Helping unions help themselves
Media release
13 September 2004
Helping unions help themselves
The Employment Relations Law Reform Bill still represents a fundamental shift, further entrenching union power says Business NZ.
Business NZ Chief Executive Simon Carlaw says the bill as reported back today includes no real improvement from when it was first introduced, and in some areas it's worse.
"Under this bill, unions still move to the driving seat - nothing has changed in that regard.
"The bill still gives unions a favoured position - a monopoly over collectives plus several sweeteners to make their job easier and union membership artificially high.

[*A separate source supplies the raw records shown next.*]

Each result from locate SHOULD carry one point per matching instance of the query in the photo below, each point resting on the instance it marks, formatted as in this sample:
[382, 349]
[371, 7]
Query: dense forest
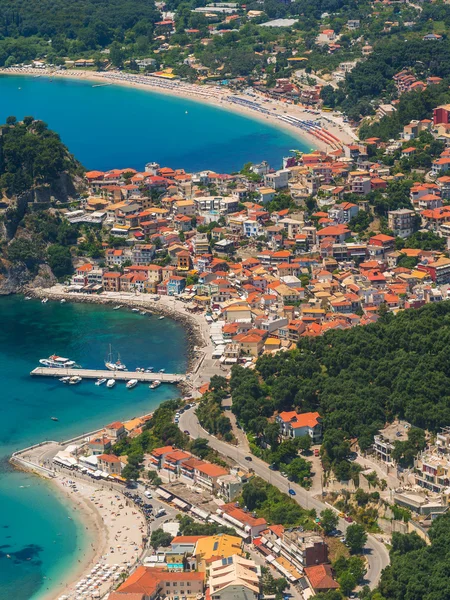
[31, 154]
[358, 379]
[417, 571]
[372, 78]
[93, 23]
[412, 106]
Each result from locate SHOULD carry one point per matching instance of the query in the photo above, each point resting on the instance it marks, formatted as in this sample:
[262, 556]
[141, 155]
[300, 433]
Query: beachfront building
[151, 583]
[294, 424]
[234, 578]
[212, 547]
[115, 431]
[109, 464]
[247, 524]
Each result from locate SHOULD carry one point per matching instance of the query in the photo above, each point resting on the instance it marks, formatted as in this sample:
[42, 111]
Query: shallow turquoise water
[35, 529]
[118, 127]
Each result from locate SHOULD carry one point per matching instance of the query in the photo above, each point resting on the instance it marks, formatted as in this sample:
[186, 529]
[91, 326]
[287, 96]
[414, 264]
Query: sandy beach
[115, 530]
[214, 96]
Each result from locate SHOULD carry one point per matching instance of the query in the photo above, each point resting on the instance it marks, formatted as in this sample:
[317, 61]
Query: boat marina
[100, 374]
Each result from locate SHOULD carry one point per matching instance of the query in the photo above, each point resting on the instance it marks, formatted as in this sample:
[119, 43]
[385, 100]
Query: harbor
[104, 374]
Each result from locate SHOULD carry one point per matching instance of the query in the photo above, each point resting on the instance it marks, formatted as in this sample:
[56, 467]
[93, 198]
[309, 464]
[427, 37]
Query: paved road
[376, 552]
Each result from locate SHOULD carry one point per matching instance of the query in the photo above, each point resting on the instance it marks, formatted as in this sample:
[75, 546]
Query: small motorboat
[58, 362]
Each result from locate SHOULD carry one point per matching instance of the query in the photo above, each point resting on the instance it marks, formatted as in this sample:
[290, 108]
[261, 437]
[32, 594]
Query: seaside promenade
[202, 365]
[295, 118]
[117, 375]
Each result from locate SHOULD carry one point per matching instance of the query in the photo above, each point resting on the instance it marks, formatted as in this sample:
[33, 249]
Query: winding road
[375, 551]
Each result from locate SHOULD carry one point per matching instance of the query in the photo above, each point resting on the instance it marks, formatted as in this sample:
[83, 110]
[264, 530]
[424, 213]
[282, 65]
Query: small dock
[100, 374]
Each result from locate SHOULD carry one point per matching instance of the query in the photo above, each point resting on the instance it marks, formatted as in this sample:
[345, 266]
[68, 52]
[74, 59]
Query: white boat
[114, 366]
[58, 362]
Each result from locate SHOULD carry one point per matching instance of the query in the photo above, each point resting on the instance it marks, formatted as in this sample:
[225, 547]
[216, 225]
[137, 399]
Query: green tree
[60, 260]
[355, 538]
[347, 582]
[160, 539]
[328, 520]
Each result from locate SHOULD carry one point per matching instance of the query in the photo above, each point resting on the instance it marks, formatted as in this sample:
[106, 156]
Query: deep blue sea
[118, 127]
[35, 529]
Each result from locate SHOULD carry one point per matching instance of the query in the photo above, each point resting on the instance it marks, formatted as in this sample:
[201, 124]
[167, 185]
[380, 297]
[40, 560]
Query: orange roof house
[294, 424]
[321, 578]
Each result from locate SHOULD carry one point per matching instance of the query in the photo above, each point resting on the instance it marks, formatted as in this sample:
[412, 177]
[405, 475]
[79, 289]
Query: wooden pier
[117, 375]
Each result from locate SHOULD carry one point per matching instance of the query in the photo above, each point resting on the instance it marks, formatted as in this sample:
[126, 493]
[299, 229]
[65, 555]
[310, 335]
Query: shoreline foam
[212, 96]
[89, 516]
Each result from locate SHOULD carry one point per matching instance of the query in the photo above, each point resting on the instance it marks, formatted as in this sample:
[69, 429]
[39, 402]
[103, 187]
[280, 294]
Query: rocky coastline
[195, 336]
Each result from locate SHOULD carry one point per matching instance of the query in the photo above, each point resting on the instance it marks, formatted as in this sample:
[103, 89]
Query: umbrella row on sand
[89, 586]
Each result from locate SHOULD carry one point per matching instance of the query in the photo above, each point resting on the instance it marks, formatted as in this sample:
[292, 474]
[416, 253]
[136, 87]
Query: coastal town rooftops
[111, 458]
[211, 470]
[187, 539]
[243, 517]
[163, 450]
[321, 578]
[220, 545]
[147, 580]
[298, 420]
[115, 425]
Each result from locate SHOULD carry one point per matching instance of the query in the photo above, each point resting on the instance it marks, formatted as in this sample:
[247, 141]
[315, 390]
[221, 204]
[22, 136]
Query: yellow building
[214, 547]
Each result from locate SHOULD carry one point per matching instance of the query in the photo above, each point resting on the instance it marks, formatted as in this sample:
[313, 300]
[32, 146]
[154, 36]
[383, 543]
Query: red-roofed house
[294, 424]
[110, 464]
[155, 582]
[243, 520]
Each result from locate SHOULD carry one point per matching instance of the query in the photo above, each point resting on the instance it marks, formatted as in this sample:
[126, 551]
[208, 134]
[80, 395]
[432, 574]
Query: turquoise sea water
[35, 529]
[118, 127]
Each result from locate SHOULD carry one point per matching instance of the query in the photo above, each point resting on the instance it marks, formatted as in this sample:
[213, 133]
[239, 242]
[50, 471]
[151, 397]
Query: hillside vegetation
[358, 379]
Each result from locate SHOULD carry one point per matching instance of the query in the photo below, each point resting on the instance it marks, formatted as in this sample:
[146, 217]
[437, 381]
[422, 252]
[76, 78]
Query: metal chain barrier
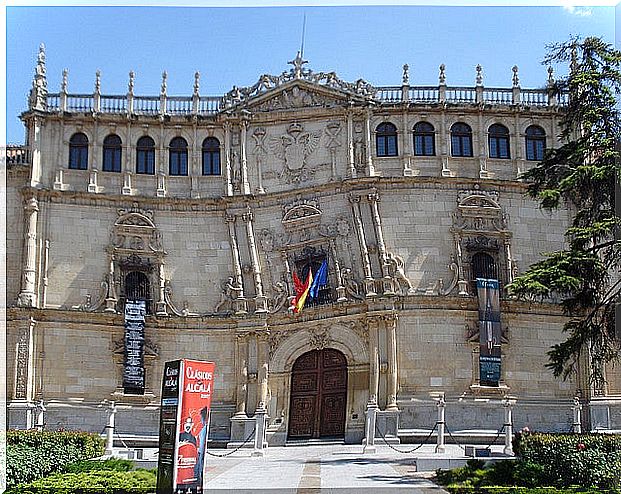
[435, 426]
[453, 438]
[235, 449]
[497, 435]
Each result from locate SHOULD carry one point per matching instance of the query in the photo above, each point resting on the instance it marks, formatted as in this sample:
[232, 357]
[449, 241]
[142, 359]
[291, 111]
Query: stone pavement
[333, 468]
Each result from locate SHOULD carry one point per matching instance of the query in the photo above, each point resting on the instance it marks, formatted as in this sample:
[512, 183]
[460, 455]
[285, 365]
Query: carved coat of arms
[293, 148]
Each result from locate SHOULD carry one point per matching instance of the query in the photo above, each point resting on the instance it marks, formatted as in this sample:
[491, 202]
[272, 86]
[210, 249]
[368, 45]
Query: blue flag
[320, 279]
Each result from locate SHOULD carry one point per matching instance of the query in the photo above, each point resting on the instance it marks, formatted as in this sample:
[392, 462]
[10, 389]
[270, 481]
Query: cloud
[578, 11]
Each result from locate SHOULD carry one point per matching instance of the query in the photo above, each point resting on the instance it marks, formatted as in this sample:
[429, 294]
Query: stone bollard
[110, 428]
[508, 403]
[260, 432]
[40, 408]
[371, 419]
[440, 448]
[577, 408]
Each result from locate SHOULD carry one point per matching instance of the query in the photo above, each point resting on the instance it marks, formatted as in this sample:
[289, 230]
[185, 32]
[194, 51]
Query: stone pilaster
[260, 299]
[240, 304]
[368, 276]
[391, 338]
[28, 294]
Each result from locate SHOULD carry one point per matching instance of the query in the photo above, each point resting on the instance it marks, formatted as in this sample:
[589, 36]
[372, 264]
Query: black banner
[490, 331]
[133, 371]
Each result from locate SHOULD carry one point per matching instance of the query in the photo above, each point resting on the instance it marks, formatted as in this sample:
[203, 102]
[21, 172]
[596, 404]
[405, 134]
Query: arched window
[386, 139]
[112, 154]
[498, 139]
[484, 266]
[78, 152]
[535, 143]
[211, 156]
[145, 156]
[461, 140]
[178, 157]
[424, 139]
[138, 287]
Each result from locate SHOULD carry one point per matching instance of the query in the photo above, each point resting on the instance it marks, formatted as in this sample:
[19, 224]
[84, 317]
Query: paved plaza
[333, 468]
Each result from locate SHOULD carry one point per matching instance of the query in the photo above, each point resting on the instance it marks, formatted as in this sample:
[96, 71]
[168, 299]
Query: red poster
[196, 390]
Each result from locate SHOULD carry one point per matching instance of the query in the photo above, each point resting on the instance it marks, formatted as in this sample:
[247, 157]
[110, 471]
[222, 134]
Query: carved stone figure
[231, 291]
[280, 297]
[352, 287]
[293, 148]
[397, 272]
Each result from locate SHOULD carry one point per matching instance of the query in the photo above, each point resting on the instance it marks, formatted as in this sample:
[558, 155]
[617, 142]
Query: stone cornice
[405, 306]
[273, 198]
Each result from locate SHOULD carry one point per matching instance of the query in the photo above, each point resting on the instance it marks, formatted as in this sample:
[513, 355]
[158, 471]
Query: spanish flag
[301, 291]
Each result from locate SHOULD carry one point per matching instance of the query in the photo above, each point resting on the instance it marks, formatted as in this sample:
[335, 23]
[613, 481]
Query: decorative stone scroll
[236, 96]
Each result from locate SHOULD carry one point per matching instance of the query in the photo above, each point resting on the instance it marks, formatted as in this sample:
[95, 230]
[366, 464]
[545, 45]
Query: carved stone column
[28, 296]
[227, 159]
[461, 282]
[241, 370]
[260, 299]
[374, 367]
[369, 283]
[387, 282]
[245, 186]
[263, 354]
[240, 304]
[160, 305]
[111, 297]
[350, 145]
[391, 334]
[367, 136]
[340, 289]
[36, 170]
[509, 260]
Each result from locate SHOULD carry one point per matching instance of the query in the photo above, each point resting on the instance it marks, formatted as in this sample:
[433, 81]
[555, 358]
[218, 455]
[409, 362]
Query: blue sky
[235, 45]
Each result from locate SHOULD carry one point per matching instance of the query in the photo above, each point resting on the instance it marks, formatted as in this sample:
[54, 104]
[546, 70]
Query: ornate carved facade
[209, 205]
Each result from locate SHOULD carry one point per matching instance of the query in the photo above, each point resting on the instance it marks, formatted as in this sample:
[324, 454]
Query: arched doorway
[318, 395]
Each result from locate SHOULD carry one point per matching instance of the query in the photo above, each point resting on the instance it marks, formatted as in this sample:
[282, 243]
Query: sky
[235, 45]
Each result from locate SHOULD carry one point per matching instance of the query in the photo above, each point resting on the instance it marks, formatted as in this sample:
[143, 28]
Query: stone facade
[301, 175]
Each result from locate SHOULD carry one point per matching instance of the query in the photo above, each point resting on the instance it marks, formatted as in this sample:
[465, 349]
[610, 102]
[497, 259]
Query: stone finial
[406, 74]
[197, 76]
[297, 63]
[516, 78]
[550, 76]
[573, 65]
[164, 77]
[38, 93]
[479, 78]
[130, 86]
[63, 86]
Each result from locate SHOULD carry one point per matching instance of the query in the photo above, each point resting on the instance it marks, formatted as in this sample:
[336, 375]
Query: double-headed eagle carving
[295, 146]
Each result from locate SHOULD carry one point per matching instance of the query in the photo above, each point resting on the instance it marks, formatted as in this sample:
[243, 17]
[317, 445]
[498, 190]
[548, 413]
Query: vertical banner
[186, 395]
[133, 370]
[490, 332]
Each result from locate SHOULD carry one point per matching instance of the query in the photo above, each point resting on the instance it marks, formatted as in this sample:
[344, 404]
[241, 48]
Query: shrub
[114, 464]
[95, 482]
[588, 460]
[32, 455]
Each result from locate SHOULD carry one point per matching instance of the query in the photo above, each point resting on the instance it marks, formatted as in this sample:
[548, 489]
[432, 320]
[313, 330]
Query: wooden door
[318, 395]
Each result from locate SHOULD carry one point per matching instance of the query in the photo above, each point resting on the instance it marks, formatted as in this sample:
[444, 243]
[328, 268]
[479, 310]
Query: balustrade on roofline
[17, 154]
[210, 105]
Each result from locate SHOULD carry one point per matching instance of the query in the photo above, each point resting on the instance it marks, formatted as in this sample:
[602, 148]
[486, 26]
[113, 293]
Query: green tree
[582, 175]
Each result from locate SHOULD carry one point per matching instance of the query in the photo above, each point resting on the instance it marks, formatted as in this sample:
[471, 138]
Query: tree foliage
[582, 175]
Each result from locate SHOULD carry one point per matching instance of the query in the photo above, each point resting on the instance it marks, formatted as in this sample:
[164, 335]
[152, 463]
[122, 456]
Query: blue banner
[490, 331]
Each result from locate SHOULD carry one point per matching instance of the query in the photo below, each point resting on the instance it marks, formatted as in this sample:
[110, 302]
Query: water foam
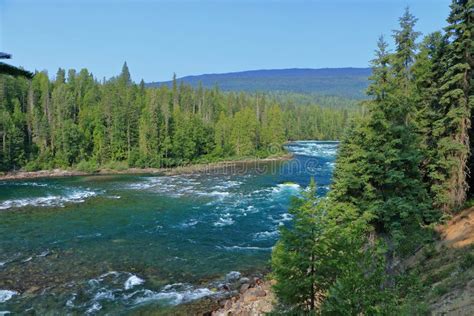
[133, 281]
[6, 295]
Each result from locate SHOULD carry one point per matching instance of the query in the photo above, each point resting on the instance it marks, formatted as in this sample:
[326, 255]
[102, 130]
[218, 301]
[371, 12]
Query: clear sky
[157, 38]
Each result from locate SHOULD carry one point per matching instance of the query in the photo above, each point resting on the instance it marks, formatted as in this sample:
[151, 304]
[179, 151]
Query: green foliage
[400, 164]
[89, 166]
[116, 165]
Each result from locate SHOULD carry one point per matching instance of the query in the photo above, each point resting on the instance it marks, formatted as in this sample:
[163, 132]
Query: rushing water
[98, 244]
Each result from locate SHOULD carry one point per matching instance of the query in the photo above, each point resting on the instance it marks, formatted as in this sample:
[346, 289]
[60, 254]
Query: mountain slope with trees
[343, 82]
[77, 121]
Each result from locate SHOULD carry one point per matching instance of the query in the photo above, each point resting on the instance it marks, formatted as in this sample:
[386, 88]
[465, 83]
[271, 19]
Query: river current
[112, 244]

"Employers can still be trapped into multi employer collectives against their will. There's been a cosmetic change only in this regard. Throughout our discussions with the CTU, the Minister and the select committee it has been crystal clear that multi-employer collectives are the key objective. Why, unless sooner or later the power that they would represent is to be used or misused?
"The enforced consultation that will harm commercial confidentiality is essentially unchanged.
"The inability to pay employees on individual agreements as much as those in collectives has been reinforced in favour of unions by a drop in the breach threshold.
"Dismissal law remains uncertain, promising further litigation.
"'Good faith' has been further expanded into unknown territory.
"The hazy definitions that were a feature of the original bill have been tweaked, but they're still 'slogan definitions' that will require litigation to clarify.
"Only unions, employment lawyers and the dispute machinery will benefit from this bill. Their challenge is to deliver greater economic productivity than the bill on its own will produce."